The public parks of Wandsworth, their history and amenities

Wandsworth is one of the greenest boroughs of London. The territory of Wandsworth contains some of the best public parks and open green spaces in the capital at the present moment, namely:


  • Wandsworth Common

  • Battersea Park

  • Tooting Commons

Battersea Park, coming at a total territory of 83 hectares is the largest open green space in the borough at the present moment. As one can easily guess from its name, the park is right next to the residential and commercial district of Battersea and represents one of the best amenities in the area. One of the really cool things about the park is the fact that it is situated right on the River Thames, on its south bank. Straight on the other side of the river is Chelsea.

In the past the land that is now Battersea Park was occupied by extensive marshlands that were taken from the Thames when the work on the facility began in the middle of the 19th century. Before the completion of the construction, it was frequently used for market place. Furthermore, Battersea Fields as the place was then known, was one of the most popular spots for dueling in London. One of the most famous confrontations that took place here was between the Duke of Wellington and the Earl of Winchilsea, who met here on 21 March 1829 in order to settle a matter of honor. The duel is notable for the fact that both participants did not aim at their opponent when the time came for firing their pistols and later lengthy apologies were written from one party to the other and vice versa. It was quite a sensation in the press.

It was in 1845 when the land was purchased by Thomas Cubbit, who owned an estate nearly. Sir James Pennethorne was commissioned to design the Battersea Park and worked there from 1846 to 1864, even though the official opening of Battersea Park was in 1858. Another cool piece of trivia about Battersea Park is that it was host to the first ever football game that was played according to the rules of the Football Association. This happened on 9 January 1864. A few years later Battersea Park became home grounds to the 1872 FA Cup winners, Wanderers F.C. Today Battersea Park houses travelling fairs and exhibitions, the Grade I listed Victorian Tower known as Pump House Gallery, the Peace Pagoda, as well as the Foodie Festivals.
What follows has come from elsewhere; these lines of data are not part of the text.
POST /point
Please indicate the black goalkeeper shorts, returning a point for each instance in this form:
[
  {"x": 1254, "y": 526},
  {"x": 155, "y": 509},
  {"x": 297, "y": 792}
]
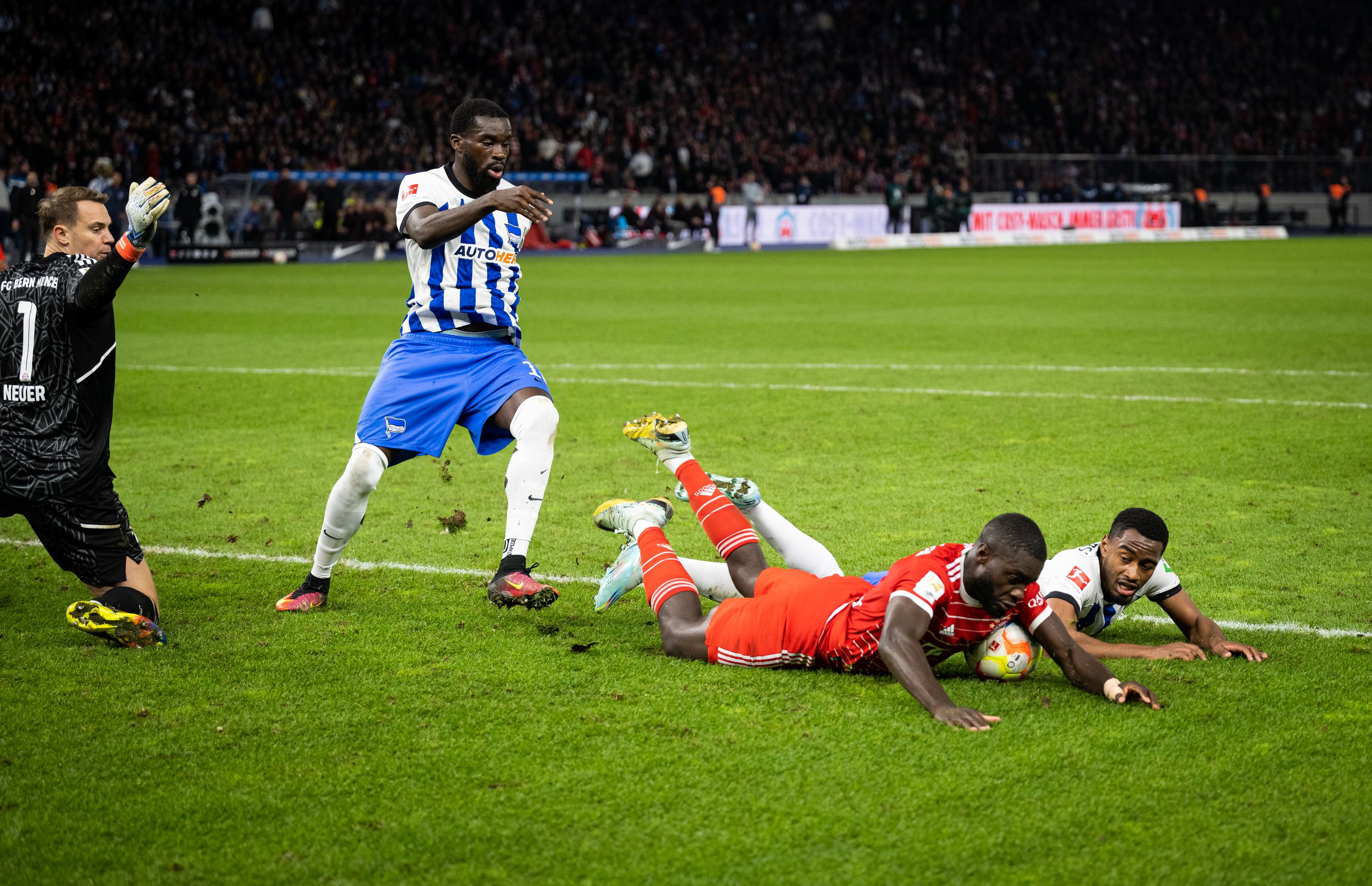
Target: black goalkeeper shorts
[{"x": 87, "y": 534}]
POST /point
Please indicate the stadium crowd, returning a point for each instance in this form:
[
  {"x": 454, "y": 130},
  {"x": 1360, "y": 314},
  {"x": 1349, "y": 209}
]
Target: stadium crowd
[{"x": 675, "y": 96}]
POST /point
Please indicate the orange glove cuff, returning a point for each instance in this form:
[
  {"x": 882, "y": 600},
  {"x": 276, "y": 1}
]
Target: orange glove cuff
[{"x": 125, "y": 249}]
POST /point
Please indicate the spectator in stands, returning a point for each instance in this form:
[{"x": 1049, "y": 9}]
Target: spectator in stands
[
  {"x": 935, "y": 209},
  {"x": 330, "y": 199},
  {"x": 24, "y": 210},
  {"x": 1264, "y": 192},
  {"x": 103, "y": 173},
  {"x": 117, "y": 205},
  {"x": 717, "y": 203},
  {"x": 754, "y": 194},
  {"x": 1200, "y": 206},
  {"x": 5, "y": 213},
  {"x": 188, "y": 208},
  {"x": 953, "y": 79},
  {"x": 289, "y": 201},
  {"x": 656, "y": 219},
  {"x": 250, "y": 223},
  {"x": 962, "y": 201},
  {"x": 696, "y": 219},
  {"x": 681, "y": 216},
  {"x": 896, "y": 202},
  {"x": 1340, "y": 192},
  {"x": 626, "y": 224}
]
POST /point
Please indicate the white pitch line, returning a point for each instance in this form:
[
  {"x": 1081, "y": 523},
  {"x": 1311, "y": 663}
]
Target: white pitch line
[
  {"x": 1279, "y": 627},
  {"x": 975, "y": 367},
  {"x": 846, "y": 389},
  {"x": 354, "y": 564},
  {"x": 359, "y": 372},
  {"x": 370, "y": 371},
  {"x": 1275, "y": 627}
]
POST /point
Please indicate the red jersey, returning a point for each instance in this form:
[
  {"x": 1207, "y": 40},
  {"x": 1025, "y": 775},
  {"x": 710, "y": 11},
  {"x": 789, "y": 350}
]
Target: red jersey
[{"x": 933, "y": 581}]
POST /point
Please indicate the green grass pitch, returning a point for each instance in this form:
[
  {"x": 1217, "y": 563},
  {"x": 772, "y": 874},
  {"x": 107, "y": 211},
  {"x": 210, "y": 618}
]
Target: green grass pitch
[{"x": 413, "y": 734}]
Most recently the park went through an extensive and quite expensive regeneration and refurbishment, paid by the Heritage Lottery Fund. We must say that the results are more than visible.

Wandsworth Common is the second largest park in the borough, taking up a little less than 70 hectares of the whole territory of Wandsworth. Wandsworth Common is the place to go if you like fishing. One needs a permit to fish in the several artificial ponds that are scattered across the park, but usually there is no problem obtaining one. If the weather is good and you are in the mood to chill for a couple of hours in a pleasant green environment, get your rod, pack a couple of sandwiches and do not hesitate to drop by the Common.

Other notable features that make Wandsworth Common a pretty nice park include the Wandsworth Common Windmill. It is a smock mill that currently holds a Grade II listing. The original purpose of the building, which was erected in 1837, was to drain water from the railway cutting during the construction of the London and Southampton Railway. Actually, one of the ponds was filled namely with the water that the Wandsworth Common Windmill drained – that’s the largest lake at the time that went by the name of Black Sea, dug by one Mr Wilson.  The mill was working for several decades, at least until the 1870s, but then its maintenance was seized, the Black Sea itself was drained and filled in.

At present, in addition to fishing, Wandsworth Common is the place to be in case you like cricket. There are as many as three pitches currently in the park that are actively used in the summer for hosting a variety of games. Then again there is also the Wandsworth Common Tennis & Bowls Centre, where you can sign up for tennis lessons all year round, and it is run by All Star Coaching Ltd for Wandsworth Council. The cool thing is that if you sign up for lessons here you get free membership with the British Tennis Association.

In addition, the residential developments around Wandsworth Common contain some of the most desirable properties on the territory of the borough. They are referred colloquially to as the Toast Rack. 

The last major open green spaces in Wandsworth is Tooting Commons, a large area of green land that is between the districts of  Balham, Streatham and Tooting. Tooting Bec Stadium and Tooting Beck Lido, the second largest swimming pool by surface area in the United Kingdom. Even though on first sight one might be left with the impression that Tooting Commons is an entirely wild area, there are a number of formal avenues of trees here that were planted pretty early on in its history. Some date back even to the reign of Queen Elizabeth in the beginning of the 17th century. The common was one of the first that saw deliberate actions for preservation from the authorities, well into the 19th century. At present Tooting Commons is still a place that stands out among other green areas in the metropolitan parts of London. The varied wildlife that lives here has contributed to the status of the common as a Site of Metropolitan importance for Greater London.

They say that you will recognize a good place to live in by the nice parks it has. Well, if that is the case, Wandsworth is definitely great.